Satisfactory progress during this year requires completion of Milestone 3, passage of the Second Examination
During their fourth year, students will begin submit the Dissertation proposal and begin to generate draft manuscripts for publication based upon one or more of their research studies. This will involve careful supervision of the writing itself and discussions of appropriate publication venues. They will also be required to make a presentation at the Neuroscience Colloquium which will serve as a Progress Report on their research. This work will be carried in conjunction with Advisory Committee meeting.
Assessment: Satisfactory progress during this year requires completion of Milestone 4, submission of the Thesis Proposal.
During their fifth year, students will complete and submit for publication manuscripts based upon their Thesis research. Discussions with advisors on career planning will include consideration of Postdoctoral fellowship possibilities and contact with possible sponsors. With their advisers and Grad Center counsellors, they will also explore opportunities in translational research and biotechnology areas. Assessment. Completion of Milestone 5, the Dissertation Defense.
The list below indicates some of the specialized courses available to doctoral students.

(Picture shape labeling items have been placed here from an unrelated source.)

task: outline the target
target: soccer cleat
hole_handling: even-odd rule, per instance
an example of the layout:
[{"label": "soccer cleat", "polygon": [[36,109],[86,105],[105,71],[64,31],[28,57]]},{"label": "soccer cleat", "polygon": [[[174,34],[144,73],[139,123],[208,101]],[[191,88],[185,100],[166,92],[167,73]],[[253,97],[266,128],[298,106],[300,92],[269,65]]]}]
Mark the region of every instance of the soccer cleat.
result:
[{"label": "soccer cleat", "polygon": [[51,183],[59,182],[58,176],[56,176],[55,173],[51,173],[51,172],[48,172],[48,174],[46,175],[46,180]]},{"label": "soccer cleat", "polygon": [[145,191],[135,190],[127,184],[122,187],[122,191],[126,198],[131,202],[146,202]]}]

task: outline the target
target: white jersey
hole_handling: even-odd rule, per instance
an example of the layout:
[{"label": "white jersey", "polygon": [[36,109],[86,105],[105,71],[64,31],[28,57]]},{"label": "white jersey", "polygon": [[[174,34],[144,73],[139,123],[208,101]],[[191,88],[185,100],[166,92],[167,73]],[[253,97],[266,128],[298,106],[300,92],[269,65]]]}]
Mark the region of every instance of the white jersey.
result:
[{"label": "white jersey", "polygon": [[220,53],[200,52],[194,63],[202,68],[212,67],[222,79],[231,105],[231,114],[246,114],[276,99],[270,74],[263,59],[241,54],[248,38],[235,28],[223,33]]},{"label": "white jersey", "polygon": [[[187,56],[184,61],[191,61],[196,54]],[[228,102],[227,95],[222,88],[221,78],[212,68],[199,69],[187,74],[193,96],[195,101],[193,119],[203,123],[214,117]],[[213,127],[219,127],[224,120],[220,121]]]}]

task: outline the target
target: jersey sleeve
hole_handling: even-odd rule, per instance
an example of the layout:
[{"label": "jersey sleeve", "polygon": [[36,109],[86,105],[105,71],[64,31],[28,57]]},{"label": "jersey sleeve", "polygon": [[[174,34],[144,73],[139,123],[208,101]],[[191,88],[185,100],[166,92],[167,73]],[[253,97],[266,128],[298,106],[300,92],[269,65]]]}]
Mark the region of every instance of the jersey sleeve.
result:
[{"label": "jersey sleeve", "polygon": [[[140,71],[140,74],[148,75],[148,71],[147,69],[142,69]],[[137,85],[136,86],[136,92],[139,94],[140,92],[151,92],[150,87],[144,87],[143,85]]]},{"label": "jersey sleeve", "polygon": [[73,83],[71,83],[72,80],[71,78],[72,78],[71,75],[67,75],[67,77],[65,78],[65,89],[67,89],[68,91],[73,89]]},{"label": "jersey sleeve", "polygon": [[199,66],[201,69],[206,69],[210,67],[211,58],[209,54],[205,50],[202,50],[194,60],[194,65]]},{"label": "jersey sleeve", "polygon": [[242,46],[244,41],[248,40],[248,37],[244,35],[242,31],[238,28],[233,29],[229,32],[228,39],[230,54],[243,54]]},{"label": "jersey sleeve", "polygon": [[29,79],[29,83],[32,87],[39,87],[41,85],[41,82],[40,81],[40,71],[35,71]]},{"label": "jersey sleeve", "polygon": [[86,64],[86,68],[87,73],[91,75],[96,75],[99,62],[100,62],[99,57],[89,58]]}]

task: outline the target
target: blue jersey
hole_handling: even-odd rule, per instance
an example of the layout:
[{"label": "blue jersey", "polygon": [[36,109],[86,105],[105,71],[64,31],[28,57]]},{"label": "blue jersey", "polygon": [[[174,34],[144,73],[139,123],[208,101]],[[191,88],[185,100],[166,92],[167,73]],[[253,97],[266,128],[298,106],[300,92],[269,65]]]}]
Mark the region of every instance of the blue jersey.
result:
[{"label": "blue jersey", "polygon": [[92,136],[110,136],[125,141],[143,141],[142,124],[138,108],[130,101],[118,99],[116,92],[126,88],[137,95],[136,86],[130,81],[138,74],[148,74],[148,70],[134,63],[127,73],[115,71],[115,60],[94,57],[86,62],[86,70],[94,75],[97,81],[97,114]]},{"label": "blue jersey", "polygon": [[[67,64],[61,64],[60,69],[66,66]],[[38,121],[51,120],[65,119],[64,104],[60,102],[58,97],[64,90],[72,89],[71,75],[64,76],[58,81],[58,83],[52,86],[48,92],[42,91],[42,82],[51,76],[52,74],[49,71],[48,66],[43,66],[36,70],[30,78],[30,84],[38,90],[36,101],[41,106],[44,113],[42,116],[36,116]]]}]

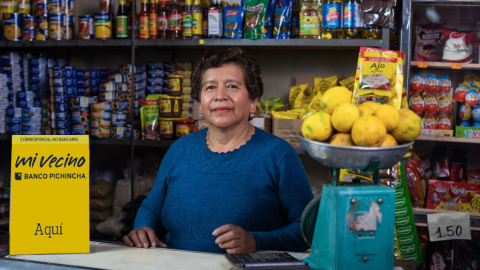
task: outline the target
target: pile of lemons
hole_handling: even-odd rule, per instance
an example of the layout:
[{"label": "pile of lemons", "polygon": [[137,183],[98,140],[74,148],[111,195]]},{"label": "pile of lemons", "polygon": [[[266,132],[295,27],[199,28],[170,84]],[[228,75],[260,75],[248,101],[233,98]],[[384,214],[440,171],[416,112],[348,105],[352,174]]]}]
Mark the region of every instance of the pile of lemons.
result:
[{"label": "pile of lemons", "polygon": [[414,141],[422,121],[414,112],[367,101],[351,104],[352,92],[333,87],[320,101],[320,111],[302,124],[306,139],[344,146],[390,147]]}]

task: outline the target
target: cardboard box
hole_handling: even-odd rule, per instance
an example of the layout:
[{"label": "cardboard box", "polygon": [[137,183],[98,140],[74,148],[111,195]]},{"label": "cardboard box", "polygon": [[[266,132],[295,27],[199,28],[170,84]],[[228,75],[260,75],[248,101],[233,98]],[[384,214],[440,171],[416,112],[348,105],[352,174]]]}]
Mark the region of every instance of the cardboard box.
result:
[{"label": "cardboard box", "polygon": [[301,147],[297,133],[302,130],[303,120],[300,119],[276,119],[272,121],[273,135],[290,143],[293,147]]}]

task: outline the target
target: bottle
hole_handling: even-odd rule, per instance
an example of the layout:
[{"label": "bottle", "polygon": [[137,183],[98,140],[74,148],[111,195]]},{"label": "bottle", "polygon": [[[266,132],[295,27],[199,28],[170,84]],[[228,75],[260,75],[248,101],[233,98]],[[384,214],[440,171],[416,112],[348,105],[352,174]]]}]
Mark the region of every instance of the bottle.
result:
[{"label": "bottle", "polygon": [[223,38],[222,1],[213,0],[208,10],[208,37]]},{"label": "bottle", "polygon": [[364,39],[382,39],[382,28],[365,24],[363,28]]},{"label": "bottle", "polygon": [[343,4],[345,39],[361,39],[363,36],[363,13],[360,5],[360,0],[346,0]]},{"label": "bottle", "polygon": [[158,38],[158,0],[150,0],[150,8],[148,9],[148,19],[149,19],[149,33],[150,39]]},{"label": "bottle", "polygon": [[203,22],[202,22],[202,37],[208,38],[208,10],[212,5],[211,0],[205,0],[205,5],[203,7]]},{"label": "bottle", "polygon": [[203,23],[203,11],[202,11],[202,4],[200,0],[193,0],[193,7],[192,7],[192,35],[193,39],[200,39],[202,38],[202,23]]},{"label": "bottle", "polygon": [[117,38],[128,38],[128,10],[125,0],[118,1]]},{"label": "bottle", "polygon": [[168,1],[160,1],[160,6],[158,7],[157,27],[159,39],[167,39],[168,3]]},{"label": "bottle", "polygon": [[192,0],[185,0],[185,8],[183,10],[183,39],[192,38]]},{"label": "bottle", "polygon": [[291,38],[299,38],[300,36],[300,1],[293,2],[292,22],[291,22]]},{"label": "bottle", "polygon": [[318,18],[318,4],[316,0],[302,0],[300,10],[300,38],[318,39],[320,35],[320,21]]},{"label": "bottle", "polygon": [[179,0],[172,0],[168,8],[168,39],[182,38],[182,6]]},{"label": "bottle", "polygon": [[322,0],[322,38],[343,39],[343,0]]},{"label": "bottle", "polygon": [[150,37],[149,17],[148,17],[148,0],[142,0],[140,13],[138,14],[139,39],[148,39]]}]

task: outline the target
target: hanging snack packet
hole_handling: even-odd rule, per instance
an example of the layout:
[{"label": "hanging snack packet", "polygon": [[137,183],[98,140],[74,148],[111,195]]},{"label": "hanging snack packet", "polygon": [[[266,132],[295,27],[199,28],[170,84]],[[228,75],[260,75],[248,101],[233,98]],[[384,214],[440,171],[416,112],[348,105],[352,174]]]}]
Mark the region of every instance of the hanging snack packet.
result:
[{"label": "hanging snack packet", "polygon": [[245,34],[244,38],[262,39],[263,24],[268,0],[245,0]]},{"label": "hanging snack packet", "polygon": [[242,38],[243,7],[223,8],[223,37]]},{"label": "hanging snack packet", "polygon": [[273,38],[290,39],[293,0],[276,0],[273,13]]},{"label": "hanging snack packet", "polygon": [[355,86],[355,76],[350,76],[338,82],[341,86],[347,87],[348,90],[353,92]]},{"label": "hanging snack packet", "polygon": [[272,17],[275,9],[275,0],[268,0],[267,11],[265,13],[265,20],[263,22],[262,34],[264,39],[272,38]]},{"label": "hanging snack packet", "polygon": [[290,95],[288,96],[288,105],[290,106],[290,108],[293,107],[293,102],[295,102],[300,92],[305,91],[307,87],[308,87],[308,83],[295,85],[290,88]]}]

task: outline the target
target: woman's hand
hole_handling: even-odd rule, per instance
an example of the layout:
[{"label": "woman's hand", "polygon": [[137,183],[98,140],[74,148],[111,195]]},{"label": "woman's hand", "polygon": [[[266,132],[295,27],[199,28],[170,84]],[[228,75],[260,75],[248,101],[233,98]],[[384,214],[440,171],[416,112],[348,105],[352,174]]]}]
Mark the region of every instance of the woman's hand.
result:
[{"label": "woman's hand", "polygon": [[227,253],[253,253],[257,251],[255,237],[242,227],[232,224],[216,228],[213,236],[219,236],[215,240],[220,248],[226,249]]},{"label": "woman's hand", "polygon": [[165,243],[158,240],[155,232],[147,226],[131,231],[128,235],[123,237],[123,242],[129,247],[133,247],[134,245],[136,247],[144,248],[156,246],[167,247]]}]

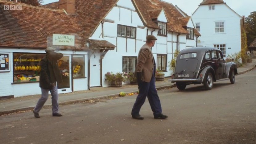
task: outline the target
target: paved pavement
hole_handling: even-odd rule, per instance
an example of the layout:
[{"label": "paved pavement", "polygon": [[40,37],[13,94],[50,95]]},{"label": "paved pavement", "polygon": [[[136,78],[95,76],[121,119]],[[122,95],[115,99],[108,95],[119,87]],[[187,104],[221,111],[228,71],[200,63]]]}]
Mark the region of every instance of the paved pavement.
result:
[{"label": "paved pavement", "polygon": [[[253,59],[252,63],[248,63],[237,69],[238,74],[244,73],[256,67],[256,59]],[[172,88],[173,83],[168,81],[170,78],[166,78],[162,81],[157,81],[157,89]],[[123,84],[121,88],[98,87],[92,88],[89,90],[74,92],[72,93],[60,94],[59,101],[60,105],[94,100],[102,98],[118,96],[121,91],[126,93],[138,92],[138,86],[129,84]],[[135,95],[136,96],[136,95]],[[14,113],[30,111],[33,109],[40,97],[40,95],[25,97],[0,100],[0,116]],[[51,107],[51,99],[45,103],[43,108]]]}]

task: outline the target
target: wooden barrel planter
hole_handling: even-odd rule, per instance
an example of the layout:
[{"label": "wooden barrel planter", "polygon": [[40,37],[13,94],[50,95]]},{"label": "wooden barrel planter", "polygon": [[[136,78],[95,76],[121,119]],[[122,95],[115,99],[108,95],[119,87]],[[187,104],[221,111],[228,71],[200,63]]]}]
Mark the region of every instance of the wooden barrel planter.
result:
[{"label": "wooden barrel planter", "polygon": [[121,81],[117,81],[116,82],[115,82],[111,83],[110,85],[111,87],[122,87],[122,84],[123,82]]},{"label": "wooden barrel planter", "polygon": [[164,80],[164,75],[156,76],[155,79],[156,80]]}]

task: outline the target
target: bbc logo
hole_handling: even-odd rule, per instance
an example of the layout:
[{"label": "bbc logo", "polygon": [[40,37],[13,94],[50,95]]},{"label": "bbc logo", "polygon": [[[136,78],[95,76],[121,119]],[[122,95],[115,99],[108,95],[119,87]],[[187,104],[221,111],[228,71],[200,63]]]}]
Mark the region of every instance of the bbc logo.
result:
[{"label": "bbc logo", "polygon": [[4,10],[22,10],[21,5],[4,5]]}]

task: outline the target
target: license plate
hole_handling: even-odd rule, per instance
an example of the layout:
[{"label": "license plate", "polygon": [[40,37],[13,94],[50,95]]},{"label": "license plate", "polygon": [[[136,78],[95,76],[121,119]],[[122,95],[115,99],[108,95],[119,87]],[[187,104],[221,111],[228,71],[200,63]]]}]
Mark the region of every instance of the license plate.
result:
[{"label": "license plate", "polygon": [[178,75],[178,77],[189,77],[189,74],[180,74]]}]

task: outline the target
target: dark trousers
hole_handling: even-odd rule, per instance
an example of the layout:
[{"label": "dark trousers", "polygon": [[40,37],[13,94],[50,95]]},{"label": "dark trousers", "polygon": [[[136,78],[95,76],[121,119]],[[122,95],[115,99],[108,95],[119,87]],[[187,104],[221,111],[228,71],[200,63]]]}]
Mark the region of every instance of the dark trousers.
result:
[{"label": "dark trousers", "polygon": [[152,75],[151,80],[149,83],[143,82],[138,84],[138,85],[139,93],[137,97],[136,101],[133,105],[132,110],[132,115],[136,115],[139,114],[140,108],[145,102],[147,97],[154,115],[162,113],[162,110],[160,100],[155,88],[155,75]]}]

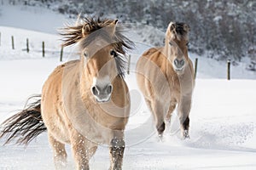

Animal Behavior I: Evolution
Animal Behavior II: Mechanisms
Anatomy of Human Cognition
Cognitive Neuroscience (e.g. Attention, Memory, Methods)
Learning (e.g. neural and behavioral mechanisms)
Cell biology of myelination
Physiology of the nervous system
Diseases of the nervous system
Social, Cognitive and Affective Neuroscience
Students should expect to spend the majority of their first year in laboratory work. To assist them in their laboratory choices, all entering students will attend an Introductory Research Colloquium (during Orientation week) that will include presentations by current students and selected faculty, and will also register for the Neuroscience Collaborative Colloquium featuring Neuroscience faculty who are interested in sponsoring student research. The organization of training for entering students is designed to ensure that each identifies an appropriate faculty thesis mentor by the end of the first year.
In addition to their research work, all entering students will take a year-long interdisciplinary course sequence in neuroscience. The combination of research and course work will prepare students for the First Exam (qualifying exam).